Join Carlos Sanchez for a study in running Jenkins at scale. He’ll share his experience using Docker and Apache Mesos to create one of the biggest Jenkins clusters to date. You’ll drill down into the details with Carlos to get a better understanding of how Apache Mesos works. Together you’ll explore the challenges of running containerized and distributed applications (particularly JVM ones) through a real-world use case. By the end of this course, you’ll have a solid grounding in using these popular open source technologies for continuous integration and continuous delivery at scale.

What you’ll learn—and how you can apply it

By the end of this live, online course, you’ll understand:

  • How Apache Mesos works and how Docker containers are executed in a Mesos cluster
  • How Jenkins can use a Mesos cluster as a provider to provision build agents on demand
  • How Java applications behave inside a Docker container

And you’ll be able to:

  • Create a Apache Mesos cluster for local development using Docker Compose
  • Create Jenkins jobs that are executed dynamically based on demand
  • Use Jenkins Pipelines to execute jobs in one or more Docker containers

This course is for you because…

  • You’re a build/release engineer or are interested in deploying Docker at scale
  • You work with Jenkins or other Java applications
  • You want to become a Docker expert!

JavaOne: From Monolith to Docker Distributed Applications

I’ll be speaking again this year at JavaOne: From Monolith to Docker Distributed Applications, sharing our experience running the Jenkins platform on Docker containers using Apache Mesos.

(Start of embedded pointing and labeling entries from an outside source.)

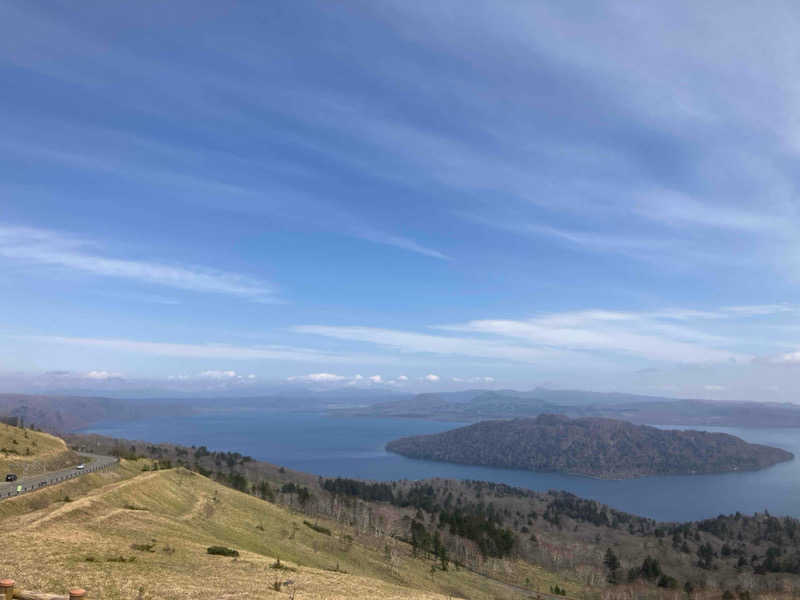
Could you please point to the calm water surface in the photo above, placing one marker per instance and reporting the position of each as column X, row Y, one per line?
column 353, row 447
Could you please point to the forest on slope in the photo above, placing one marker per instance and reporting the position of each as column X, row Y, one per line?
column 511, row 534
column 595, row 447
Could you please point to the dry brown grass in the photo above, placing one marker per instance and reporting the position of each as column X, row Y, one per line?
column 88, row 542
column 31, row 452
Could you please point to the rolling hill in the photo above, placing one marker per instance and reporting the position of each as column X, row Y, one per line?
column 31, row 452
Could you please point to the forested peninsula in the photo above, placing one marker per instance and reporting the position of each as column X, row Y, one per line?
column 595, row 447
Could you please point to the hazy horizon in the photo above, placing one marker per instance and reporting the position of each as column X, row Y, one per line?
column 400, row 196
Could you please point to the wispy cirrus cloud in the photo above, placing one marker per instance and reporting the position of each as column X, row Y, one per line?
column 667, row 336
column 182, row 350
column 54, row 249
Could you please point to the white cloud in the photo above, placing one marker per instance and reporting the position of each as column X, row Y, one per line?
column 219, row 374
column 788, row 358
column 318, row 378
column 473, row 379
column 397, row 241
column 44, row 247
column 588, row 336
column 412, row 342
column 102, row 375
column 212, row 350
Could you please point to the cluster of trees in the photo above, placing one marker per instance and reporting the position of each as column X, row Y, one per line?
column 475, row 521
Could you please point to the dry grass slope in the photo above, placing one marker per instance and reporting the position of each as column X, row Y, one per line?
column 31, row 452
column 172, row 517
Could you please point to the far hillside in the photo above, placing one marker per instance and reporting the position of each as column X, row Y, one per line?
column 28, row 452
column 596, row 447
column 137, row 533
column 480, row 405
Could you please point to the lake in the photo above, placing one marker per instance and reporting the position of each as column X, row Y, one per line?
column 353, row 447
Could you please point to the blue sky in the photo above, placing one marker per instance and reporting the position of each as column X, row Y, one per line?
column 400, row 195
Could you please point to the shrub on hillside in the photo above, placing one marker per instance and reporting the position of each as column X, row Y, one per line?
column 222, row 551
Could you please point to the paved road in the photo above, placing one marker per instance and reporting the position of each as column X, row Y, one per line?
column 93, row 462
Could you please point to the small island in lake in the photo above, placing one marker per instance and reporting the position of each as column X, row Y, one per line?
column 594, row 447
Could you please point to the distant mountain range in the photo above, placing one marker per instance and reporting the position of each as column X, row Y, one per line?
column 597, row 447
column 69, row 413
column 477, row 405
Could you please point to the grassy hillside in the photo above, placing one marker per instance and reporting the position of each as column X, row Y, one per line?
column 145, row 534
column 30, row 452
column 531, row 539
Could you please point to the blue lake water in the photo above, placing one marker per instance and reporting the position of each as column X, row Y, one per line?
column 354, row 447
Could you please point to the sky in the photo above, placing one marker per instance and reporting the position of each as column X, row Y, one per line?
column 401, row 195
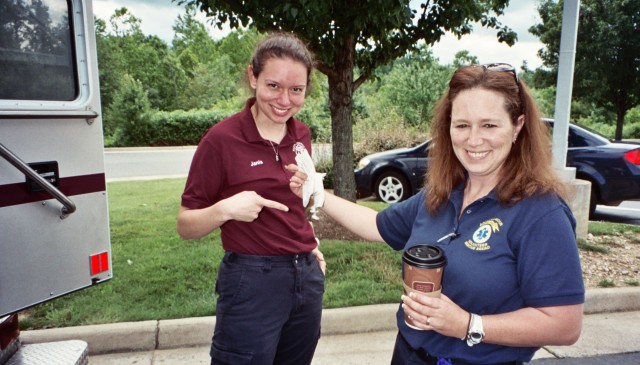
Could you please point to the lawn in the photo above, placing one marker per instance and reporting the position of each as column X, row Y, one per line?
column 157, row 275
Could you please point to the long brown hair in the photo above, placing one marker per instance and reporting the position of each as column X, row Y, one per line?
column 528, row 168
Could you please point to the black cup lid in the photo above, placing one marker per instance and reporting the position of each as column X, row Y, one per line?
column 425, row 256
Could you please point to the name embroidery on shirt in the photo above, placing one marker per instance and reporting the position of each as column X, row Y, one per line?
column 299, row 148
column 480, row 238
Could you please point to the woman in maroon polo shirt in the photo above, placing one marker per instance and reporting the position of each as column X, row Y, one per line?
column 270, row 283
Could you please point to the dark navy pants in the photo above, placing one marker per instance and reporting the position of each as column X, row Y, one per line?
column 268, row 310
column 404, row 354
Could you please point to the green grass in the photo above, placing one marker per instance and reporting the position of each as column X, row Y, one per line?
column 157, row 275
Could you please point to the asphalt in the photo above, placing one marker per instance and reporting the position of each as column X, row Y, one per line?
column 350, row 336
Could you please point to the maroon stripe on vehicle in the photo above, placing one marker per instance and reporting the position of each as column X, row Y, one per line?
column 16, row 194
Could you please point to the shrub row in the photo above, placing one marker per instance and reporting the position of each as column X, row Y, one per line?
column 175, row 128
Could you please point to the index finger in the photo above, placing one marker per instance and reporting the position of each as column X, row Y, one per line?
column 274, row 204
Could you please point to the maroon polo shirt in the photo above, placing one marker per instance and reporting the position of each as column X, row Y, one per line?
column 231, row 158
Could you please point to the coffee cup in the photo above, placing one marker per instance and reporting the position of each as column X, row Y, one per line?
column 423, row 266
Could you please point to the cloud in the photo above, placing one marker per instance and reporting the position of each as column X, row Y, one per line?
column 158, row 17
column 483, row 43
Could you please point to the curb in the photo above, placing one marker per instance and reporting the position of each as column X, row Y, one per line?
column 191, row 332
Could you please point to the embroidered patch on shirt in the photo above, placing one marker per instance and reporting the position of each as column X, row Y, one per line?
column 480, row 239
column 299, row 148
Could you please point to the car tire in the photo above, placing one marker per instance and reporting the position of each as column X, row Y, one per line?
column 392, row 187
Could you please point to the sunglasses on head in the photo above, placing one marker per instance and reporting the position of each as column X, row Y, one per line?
column 502, row 67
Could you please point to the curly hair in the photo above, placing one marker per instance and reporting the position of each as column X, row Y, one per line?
column 527, row 169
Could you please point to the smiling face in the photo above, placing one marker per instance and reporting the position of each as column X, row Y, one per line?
column 280, row 90
column 482, row 132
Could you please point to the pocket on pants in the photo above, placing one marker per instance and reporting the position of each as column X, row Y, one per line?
column 228, row 357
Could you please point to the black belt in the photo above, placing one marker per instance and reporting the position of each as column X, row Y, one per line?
column 432, row 360
column 273, row 261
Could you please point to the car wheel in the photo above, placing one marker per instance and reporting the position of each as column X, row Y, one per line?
column 392, row 187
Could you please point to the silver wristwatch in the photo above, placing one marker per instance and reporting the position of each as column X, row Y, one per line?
column 475, row 335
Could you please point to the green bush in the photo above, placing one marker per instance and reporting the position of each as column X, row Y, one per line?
column 179, row 127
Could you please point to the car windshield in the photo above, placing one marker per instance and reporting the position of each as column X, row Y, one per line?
column 580, row 136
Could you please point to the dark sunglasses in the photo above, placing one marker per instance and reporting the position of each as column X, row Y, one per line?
column 502, row 67
column 505, row 67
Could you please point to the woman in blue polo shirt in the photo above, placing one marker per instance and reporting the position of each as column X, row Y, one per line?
column 513, row 281
column 270, row 284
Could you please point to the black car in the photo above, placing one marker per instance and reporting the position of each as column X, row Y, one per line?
column 612, row 168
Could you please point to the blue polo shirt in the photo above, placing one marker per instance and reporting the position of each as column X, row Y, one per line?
column 501, row 258
column 231, row 158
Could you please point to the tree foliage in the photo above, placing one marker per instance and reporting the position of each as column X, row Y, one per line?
column 607, row 64
column 352, row 39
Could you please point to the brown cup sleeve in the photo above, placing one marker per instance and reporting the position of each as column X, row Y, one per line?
column 433, row 294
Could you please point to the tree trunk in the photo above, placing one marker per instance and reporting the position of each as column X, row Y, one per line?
column 620, row 121
column 340, row 99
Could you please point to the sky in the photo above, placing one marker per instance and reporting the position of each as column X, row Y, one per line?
column 158, row 16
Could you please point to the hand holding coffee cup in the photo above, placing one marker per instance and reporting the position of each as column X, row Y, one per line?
column 423, row 266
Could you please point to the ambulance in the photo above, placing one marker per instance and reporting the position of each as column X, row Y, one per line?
column 54, row 227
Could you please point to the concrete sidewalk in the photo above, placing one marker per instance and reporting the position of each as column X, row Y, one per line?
column 354, row 335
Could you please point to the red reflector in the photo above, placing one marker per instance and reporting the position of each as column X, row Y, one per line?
column 99, row 262
column 633, row 156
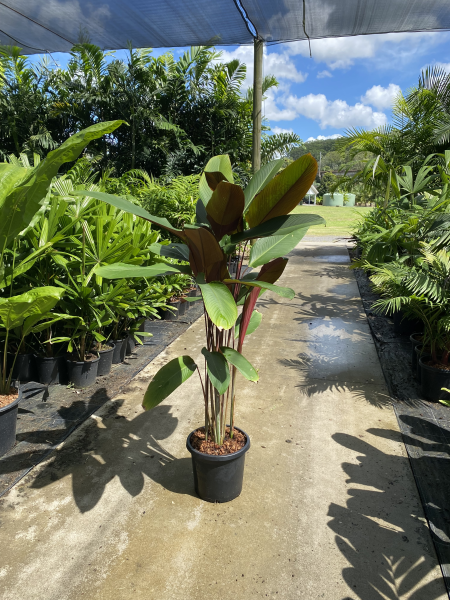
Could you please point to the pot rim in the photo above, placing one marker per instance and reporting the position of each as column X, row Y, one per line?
column 83, row 362
column 412, row 339
column 215, row 457
column 434, row 369
column 110, row 349
column 13, row 404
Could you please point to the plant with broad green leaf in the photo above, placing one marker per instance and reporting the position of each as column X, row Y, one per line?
column 227, row 220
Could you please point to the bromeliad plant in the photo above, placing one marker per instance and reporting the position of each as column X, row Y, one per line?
column 227, row 220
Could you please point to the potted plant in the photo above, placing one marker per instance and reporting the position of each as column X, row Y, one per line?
column 226, row 217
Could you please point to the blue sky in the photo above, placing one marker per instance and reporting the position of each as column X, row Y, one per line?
column 348, row 82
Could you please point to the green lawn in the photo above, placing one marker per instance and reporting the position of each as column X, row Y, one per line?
column 339, row 219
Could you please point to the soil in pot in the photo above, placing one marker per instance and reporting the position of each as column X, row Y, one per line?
column 218, row 471
column 120, row 347
column 24, row 367
column 9, row 405
column 171, row 314
column 434, row 376
column 131, row 344
column 83, row 373
column 51, row 370
column 105, row 352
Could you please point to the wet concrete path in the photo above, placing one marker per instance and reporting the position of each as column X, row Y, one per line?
column 329, row 507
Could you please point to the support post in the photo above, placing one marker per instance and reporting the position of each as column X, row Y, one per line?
column 257, row 103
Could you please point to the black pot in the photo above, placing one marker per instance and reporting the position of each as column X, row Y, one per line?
column 82, row 374
column 24, row 367
column 172, row 315
column 131, row 344
column 183, row 308
column 218, row 478
column 8, row 422
column 414, row 344
column 432, row 380
column 51, row 370
column 105, row 362
column 120, row 347
column 406, row 326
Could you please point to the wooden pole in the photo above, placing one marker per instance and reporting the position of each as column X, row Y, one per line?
column 257, row 103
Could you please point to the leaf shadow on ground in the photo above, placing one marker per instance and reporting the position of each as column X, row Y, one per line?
column 113, row 445
column 387, row 546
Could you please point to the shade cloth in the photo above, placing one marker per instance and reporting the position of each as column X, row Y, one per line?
column 55, row 25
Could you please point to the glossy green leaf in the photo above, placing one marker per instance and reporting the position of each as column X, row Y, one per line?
column 255, row 322
column 278, row 226
column 278, row 289
column 266, row 249
column 21, row 196
column 236, row 359
column 167, row 379
column 221, row 164
column 260, row 179
column 177, row 251
column 218, row 370
column 130, row 208
column 219, row 304
column 284, row 192
column 125, row 271
column 40, row 301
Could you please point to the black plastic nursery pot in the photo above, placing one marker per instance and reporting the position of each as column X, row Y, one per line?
column 183, row 308
column 404, row 325
column 51, row 370
column 172, row 313
column 8, row 422
column 82, row 374
column 131, row 344
column 218, row 478
column 432, row 380
column 24, row 367
column 105, row 362
column 414, row 343
column 120, row 347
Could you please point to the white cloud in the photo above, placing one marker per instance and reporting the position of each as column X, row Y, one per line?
column 328, row 113
column 335, row 136
column 280, row 65
column 281, row 130
column 381, row 97
column 341, row 53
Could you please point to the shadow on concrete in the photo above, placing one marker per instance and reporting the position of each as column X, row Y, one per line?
column 370, row 529
column 114, row 446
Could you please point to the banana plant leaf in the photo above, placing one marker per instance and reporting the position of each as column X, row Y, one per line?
column 240, row 362
column 283, row 192
column 219, row 304
column 218, row 370
column 21, row 197
column 269, row 248
column 224, row 210
column 254, row 323
column 260, row 179
column 217, row 164
column 167, row 380
column 277, row 226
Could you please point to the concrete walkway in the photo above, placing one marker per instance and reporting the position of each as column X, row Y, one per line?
column 329, row 507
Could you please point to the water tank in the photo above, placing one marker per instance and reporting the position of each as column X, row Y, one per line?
column 333, row 200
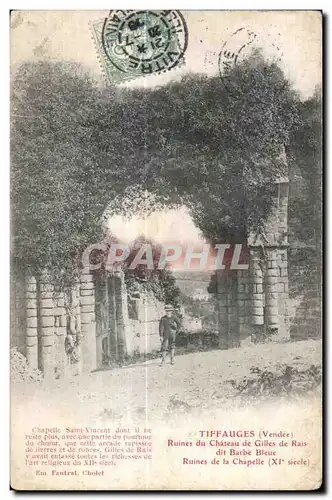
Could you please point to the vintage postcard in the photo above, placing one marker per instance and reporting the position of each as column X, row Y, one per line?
column 166, row 250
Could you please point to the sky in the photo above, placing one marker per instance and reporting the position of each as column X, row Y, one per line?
column 292, row 38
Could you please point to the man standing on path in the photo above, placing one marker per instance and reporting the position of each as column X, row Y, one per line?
column 168, row 329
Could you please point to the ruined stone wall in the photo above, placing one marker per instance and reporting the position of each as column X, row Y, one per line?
column 146, row 312
column 39, row 323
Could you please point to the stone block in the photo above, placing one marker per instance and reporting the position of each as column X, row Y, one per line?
column 31, row 332
column 46, row 287
column 63, row 321
column 87, row 308
column 257, row 311
column 47, row 312
column 87, row 317
column 32, row 322
column 257, row 320
column 87, row 293
column 60, row 330
column 46, row 341
column 272, row 287
column 89, row 285
column 86, row 327
column 272, row 321
column 31, row 287
column 256, row 302
column 271, row 311
column 32, row 356
column 47, row 321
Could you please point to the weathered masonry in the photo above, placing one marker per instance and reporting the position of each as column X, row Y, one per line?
column 110, row 324
column 253, row 303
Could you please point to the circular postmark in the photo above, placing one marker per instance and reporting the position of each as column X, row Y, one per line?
column 240, row 46
column 144, row 42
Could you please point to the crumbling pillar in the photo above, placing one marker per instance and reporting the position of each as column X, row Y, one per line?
column 271, row 290
column 31, row 322
column 46, row 315
column 88, row 322
column 222, row 308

You can also find me in the CloudBees booth in the exhibitors area.

Docker is revolutionizing the way people think about applications and deployments. It provides a simple way to run and distribute Linux containers for a variety of use cases, from lightweight virtual machines to complex distributed microservice architectures.

But migrating an existing Java application to a distributed microservice architecture is no easy task, requiring a shift in the software development, networking, and storage to accommodate the new architecture.

This presentation provides insights into the experience of the speaker and his colleagues in creating a Jenkins platform based on distributed Docker containers running on Apache Mesos and Marathon and applicable to all types of applications, especially Java- and JVM-based ones.